A significant amount of news supported the markets’ move to all-time highs on Friday. The Dow Jones industrials finished the week up 1.33%, with the Standard & Poor’s 500 and Nasdaq advancing 0.9% and 1.41%, respectively. Passage of the tax bill became more certain and is expected to be passed by the House on Tuesday and Senate on Wednesday. We believe the tax plan will provide a significant boost to corporate profits in 2018 and fuel increased economic growth. How much real economic growth is the only question. The economy has never suffered a recession with corporate profits rising.
As widely anticipated, the Federal Open Market Committee raised short-term interest rates a ¼ point to 1.5% at Janet Yellen’s last meeting as chair. We continue to anticipate the Fed will raise rates three times in 2018. Despite turnover at the FOMC, we expect Jerome Powell to maintain the course set by Janet Yellen.

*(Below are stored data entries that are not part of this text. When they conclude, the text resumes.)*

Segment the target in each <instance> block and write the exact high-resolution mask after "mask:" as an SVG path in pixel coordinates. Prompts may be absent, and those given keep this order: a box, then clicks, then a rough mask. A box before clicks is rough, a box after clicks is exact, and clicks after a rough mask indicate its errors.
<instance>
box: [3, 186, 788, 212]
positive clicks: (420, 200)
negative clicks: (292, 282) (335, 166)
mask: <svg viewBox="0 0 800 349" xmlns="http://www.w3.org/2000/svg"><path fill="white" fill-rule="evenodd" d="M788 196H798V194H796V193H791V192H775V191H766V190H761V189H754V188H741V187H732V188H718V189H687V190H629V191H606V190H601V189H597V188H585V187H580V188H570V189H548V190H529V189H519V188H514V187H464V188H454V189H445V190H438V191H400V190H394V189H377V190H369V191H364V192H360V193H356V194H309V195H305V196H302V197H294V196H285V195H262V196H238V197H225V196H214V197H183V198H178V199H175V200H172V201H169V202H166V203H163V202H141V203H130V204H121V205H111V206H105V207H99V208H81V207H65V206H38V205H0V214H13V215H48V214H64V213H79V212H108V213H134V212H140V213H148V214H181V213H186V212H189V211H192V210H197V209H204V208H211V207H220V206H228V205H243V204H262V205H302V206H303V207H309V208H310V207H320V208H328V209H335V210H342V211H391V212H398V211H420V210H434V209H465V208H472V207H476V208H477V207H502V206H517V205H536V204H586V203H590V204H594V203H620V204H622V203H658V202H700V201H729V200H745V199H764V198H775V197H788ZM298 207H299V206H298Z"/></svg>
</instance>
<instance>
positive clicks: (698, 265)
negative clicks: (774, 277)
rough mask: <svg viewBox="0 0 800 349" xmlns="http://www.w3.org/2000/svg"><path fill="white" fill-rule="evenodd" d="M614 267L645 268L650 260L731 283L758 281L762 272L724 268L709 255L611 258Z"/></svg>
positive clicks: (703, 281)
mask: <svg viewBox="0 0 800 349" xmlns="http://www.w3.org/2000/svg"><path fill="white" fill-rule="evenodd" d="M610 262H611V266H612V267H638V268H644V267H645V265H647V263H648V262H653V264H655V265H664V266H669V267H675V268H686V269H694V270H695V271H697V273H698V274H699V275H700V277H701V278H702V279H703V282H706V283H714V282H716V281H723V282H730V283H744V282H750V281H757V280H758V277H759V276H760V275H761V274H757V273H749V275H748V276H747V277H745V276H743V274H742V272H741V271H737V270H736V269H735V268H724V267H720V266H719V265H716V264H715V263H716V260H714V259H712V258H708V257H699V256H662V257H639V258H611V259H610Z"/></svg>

The economy is strong and getting stronger. U.S. retail sales increased in November, rising +0.8% month over month. October sales were also revised higher. Retail sales are up 6.3% year-over-year, and up 3.5% after adjusting for inflation. The Purchasing Managers Index, a measure of manufacturing rose from 53.8 to an 11-month high of 55, while the Services Index fell to a 15-month low of 52.4. The National Federation of Independent Businesses small business optimism index also surged again in November.
After a protracted and contentious proxy battle, Procter & Gamble has agreed to add Trian’s Nelson Peltz to their board of directors. We believe Peltz will be a positive agent for continued change at the company as they navigate changing consumer preferences.
Congress must take action to avert a government shutdown.